La migration sera toujours possible, certains logiciels de custom ne seront peut être pas à jour pour Yosemite mais ils s'y mettront petit à petit (sauf impossibilité technique).

GeekTool, Flavours, DockMod, cDock, BootXChanger,....

Le dernier Crystal Clear n'est pas compatible avec Maverick.

Tous sauf ce dernier.

Je te laisse allez voir là pour Tune ton Ecran.


----------



## RomualdR (26 Juillet 2014)

Merci à toi, j'ai donc fait un saut sur le Mac App Store pour regarder un peu l'application, mais ça ne m'apprend rien de neuf, je ne sais pas si cette application permet une modification des icônes du dock par exemple. Ni la couleur du Finder comme le fait Flavours.

Selon toi, devrais-je télécharger Flavours ainsi que les autres applications pour commencer une customisation de mon appareil ?

Ah, et est-ce que cela entraîne à tout hasard des problèmes de latence ? Ou ça marche parfaitement ? Lequel me conseillerais-tu d'installer en premier sachant que je suis débutant dans ce milieu, et que je veux tout de même une personnalisation assez "voyante", "poussée".

Merci à toi.


----------



## Christophe31 (27 Juillet 2014)

Je serai toi, je commencerais par du gratuit LiteIcon (pour changert es icônes), GeekTool (pour afficher tout ce que tu veux sur le bureau), CDock (pour changer ton dock), pour te faire la main après tu regardes dans les différents posts ici pour trouver des explications et/ou des exemples.

Avec cela, pas de soucis de latence ou de ralentissement et tu fera déjà un grand pas dans la customization.

Pour Tune ton Ecran, je ne pense pas que l'application soit utilise.


----------



## RomualdR (27 Juillet 2014)

Merci à toi je pense que ça me sera d'une grande aide !
D'après ce que j'ai compris pour GeekTool vaut mieux voir des tutoriels car c'est assez complexe à comprendre comme logiciel je trouve...

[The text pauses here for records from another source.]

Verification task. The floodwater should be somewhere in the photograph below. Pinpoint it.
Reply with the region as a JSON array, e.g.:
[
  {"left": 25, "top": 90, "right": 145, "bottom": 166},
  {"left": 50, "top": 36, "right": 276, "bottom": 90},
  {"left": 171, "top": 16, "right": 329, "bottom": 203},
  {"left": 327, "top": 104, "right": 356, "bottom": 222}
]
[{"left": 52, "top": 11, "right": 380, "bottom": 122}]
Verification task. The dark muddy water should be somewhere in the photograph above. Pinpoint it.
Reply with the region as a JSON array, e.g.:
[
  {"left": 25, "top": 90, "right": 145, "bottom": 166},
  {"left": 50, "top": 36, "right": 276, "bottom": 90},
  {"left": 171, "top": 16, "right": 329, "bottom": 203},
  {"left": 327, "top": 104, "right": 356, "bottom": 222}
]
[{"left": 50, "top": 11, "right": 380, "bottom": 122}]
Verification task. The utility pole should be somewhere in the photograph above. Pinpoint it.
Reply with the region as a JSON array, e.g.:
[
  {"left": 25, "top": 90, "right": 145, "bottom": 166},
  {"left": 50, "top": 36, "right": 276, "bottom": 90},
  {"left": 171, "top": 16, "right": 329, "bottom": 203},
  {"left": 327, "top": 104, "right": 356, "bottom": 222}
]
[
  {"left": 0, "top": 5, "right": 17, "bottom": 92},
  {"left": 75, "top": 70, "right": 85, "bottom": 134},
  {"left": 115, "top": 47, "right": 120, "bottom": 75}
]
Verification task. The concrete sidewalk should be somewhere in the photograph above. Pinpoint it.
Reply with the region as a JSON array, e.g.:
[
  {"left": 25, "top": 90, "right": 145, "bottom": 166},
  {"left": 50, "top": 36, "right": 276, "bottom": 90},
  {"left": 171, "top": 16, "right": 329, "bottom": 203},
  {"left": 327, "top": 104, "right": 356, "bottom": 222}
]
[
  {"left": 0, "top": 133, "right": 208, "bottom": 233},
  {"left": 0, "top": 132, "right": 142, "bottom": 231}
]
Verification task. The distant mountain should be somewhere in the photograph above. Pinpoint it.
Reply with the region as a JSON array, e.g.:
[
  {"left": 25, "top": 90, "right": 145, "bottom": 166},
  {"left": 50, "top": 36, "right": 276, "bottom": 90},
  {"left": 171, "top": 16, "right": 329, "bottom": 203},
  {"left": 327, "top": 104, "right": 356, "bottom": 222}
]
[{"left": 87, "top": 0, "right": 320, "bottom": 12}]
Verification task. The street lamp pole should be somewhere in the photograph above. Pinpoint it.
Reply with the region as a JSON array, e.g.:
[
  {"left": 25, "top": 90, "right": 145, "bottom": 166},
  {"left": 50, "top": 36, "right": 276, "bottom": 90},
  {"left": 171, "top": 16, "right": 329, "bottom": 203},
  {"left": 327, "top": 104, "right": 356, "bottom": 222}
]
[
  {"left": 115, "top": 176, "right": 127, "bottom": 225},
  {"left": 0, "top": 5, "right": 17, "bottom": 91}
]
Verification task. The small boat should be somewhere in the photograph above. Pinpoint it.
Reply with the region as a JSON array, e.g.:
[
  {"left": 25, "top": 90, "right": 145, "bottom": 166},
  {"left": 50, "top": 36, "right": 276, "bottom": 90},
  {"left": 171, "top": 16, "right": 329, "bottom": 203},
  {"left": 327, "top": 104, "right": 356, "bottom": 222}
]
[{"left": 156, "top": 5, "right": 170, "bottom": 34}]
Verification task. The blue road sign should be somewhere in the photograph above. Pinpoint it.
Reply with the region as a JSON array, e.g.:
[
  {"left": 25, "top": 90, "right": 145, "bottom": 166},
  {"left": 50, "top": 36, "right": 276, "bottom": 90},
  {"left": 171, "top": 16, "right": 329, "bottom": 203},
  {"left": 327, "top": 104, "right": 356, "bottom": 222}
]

Ensuite j'ai télécharger LiteIcon, et ça me met en haut de la fenêtre du logiciel un petit message : "This system is not supported! Change icons at your own risk." alors je me demande s'il n'y a aucun risque à l'utiliser ?

Et pour finir CustomDock, quand je l'ouvre, ça m'affiche une petite fenêtre avec plusieurs choix :
- Install Transparent Dock
- Install Customizable Dock
- Install Pre-Made Dock
- Install Colored Finder sidebar
- Install LaunchAgent Fix
- Create Bug Report
- Restart Dock
- Restore Finder
- Restore Dock

Qu'est-ce que je dois faire là ? J'ai cliqué sur Install Colored Finder sidebar, et si je ne me trompe pas c'est pour la couleur de la barre du haut de mon bureau non ? Mais ça ne fait rien, je clique dessus mais rien ne se passe... Je ne comprends pas trop comment fonctionne ce programme :3


----------



## Caliao (29 Juillet 2014)

En gros pour cDock, il faut choisir Transparent Dock si tu désires utiliser un dock Transparent. 
Customizable Dock sert à le personnaliser toi-même (Il y a des indications qui s'ouvrent lorsque tu sélectionnes cette option; tu modifies alors un fichier texte que tu enregistres après modifications. Tu cliques alors sur l'icône de cDock qui est apparue sur ta barre des menus afin d'actualiser le tout et voir le résultat de tes modifications)
Exemple de mon dock fait avec cette méthode: 
	

	
	
		
		

		
			





Pre-Made Dock est un dock réalisé par le codeur du logiciel.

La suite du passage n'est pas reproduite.